In 1962, along with Charles Alston and Norman Lewis, Bearden founded the Spiral Group, an African-American artists' collective that explored the ways artists could contribute to the ongoing Freedom Movement, which met at Bearden's Greenwich Village studio. As a group they attended the March on Washington for Jobs and Freedom (1963). Bearden suggested to the Spiral artists that they collaborate on a collective work by making a large-format collage. When the artists rejected this invitation, Bearden began to pursue the idea alone. In 1963, Bearden found his unique voice with his turn to collage and photomontage, in Projections, a series that encompassed both photojournalism and Pop art. The Projections consisted of scenes of Pittsburgh and Harlem but mostly Charlotte, North Carolina, where he was born. Bearden would continue with collage through the remainder of his career. Bearden often made prints and Photostats of his collages, which compromised the idea of the original, a key feature of high art and modernism.

In the late 1960s, Bearden and others formed the Cinque Gallery of New York in part to protest the Metropolitan Museum of Art's infamous exhibition Harlem on My Mind (1969), which excluded black artists from contributing. Cinque solely represented African-American artists. Bearden was also a founding member of the Studio Museum in Harlem.

The 1970s were a productive and positive period for the artist. With his wife, he spent a great deal of time on the Caribbean island of St. Martin where Nanette's ancestors had lived; in 1973, they built an island retreat there. At this time, Caribbean influences and images asserted themselves in his work, as he intensely studied the customs and spirituality brought over from Africa during the slave trade. Increasingly, Bearden's collages of the 1970s took on musical themes, from the urban blues of Kansas City and Harlem nightclubs, to the blues and church music of Mecklenburg, North Carolina. Bearden also began to design costumes and theatrical sets for his wife's dance troupe and for the renowned Alvin Ailey Dance Theater, bringing together the visual arts, dance, and music in one art form.

Towards the end of his life, Bearden received numerous prestigious awards including election to the American Academy of Arts and Letters in 1966, honorary doctoral degrees, and the President's National Medal of the Arts in 1987. President Jimmy Carter hosted a White House reception for the artist in 1980. Both the National Urban League and the NAACP awarded him great honors. By 1982, Bearden's health had become compromised, yet he kept working up until his death. Bearden succumbed to bone cancer in a New York hospital on March 12, 1988. His ashes were taken to his property on St. Martin, as the French West Indies had been the subject of later works.

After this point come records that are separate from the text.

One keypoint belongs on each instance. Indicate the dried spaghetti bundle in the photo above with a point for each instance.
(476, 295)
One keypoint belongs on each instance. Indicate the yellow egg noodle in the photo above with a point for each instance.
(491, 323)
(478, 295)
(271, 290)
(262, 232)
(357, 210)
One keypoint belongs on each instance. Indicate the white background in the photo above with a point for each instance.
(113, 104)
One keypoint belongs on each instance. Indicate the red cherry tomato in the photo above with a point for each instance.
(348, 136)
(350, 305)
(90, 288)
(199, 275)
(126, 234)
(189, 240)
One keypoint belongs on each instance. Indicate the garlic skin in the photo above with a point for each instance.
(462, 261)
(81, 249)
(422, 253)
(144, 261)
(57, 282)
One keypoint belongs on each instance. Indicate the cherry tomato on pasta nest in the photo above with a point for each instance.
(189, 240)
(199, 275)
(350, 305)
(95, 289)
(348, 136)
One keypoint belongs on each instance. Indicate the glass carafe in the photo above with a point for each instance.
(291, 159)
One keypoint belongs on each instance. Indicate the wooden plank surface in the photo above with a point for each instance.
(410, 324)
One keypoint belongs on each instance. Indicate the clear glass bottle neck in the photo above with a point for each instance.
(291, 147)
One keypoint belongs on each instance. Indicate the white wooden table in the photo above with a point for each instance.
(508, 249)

The Legacy of Romare Bearden

Perhaps Bearden's greatest legacy is as a role model for all artists in trusting one's own vision. When Abstract Expressionism was "the" artistic movement to engage with, Bearden forged his own path and began making collages specific to his experiences as an African American man. This inclination to mine the Southern black experience and that of the urban North still influences artists who find their bearings in art of their own heritage and locale. Finally, Bearden's importance is in revising the art of collage for the American story.

Bearden's fame and artistic influence has grown exponentially since the 1980s. With the greater inclusiveness of African American art within traditional, predominantly white mainstream survey texts and college classes, Bearden is no longer isolated on the margins of art history. This greater exposure is mirrored in museum collecting practices and major exhibitions of which Bearden has had many over the past two decades. Additionally, the establishment of the Romare Bearden Foundation has helped not only to grow his name and public awareness, but also, to encourage and foster the growth of untold numbers of artists in the present day.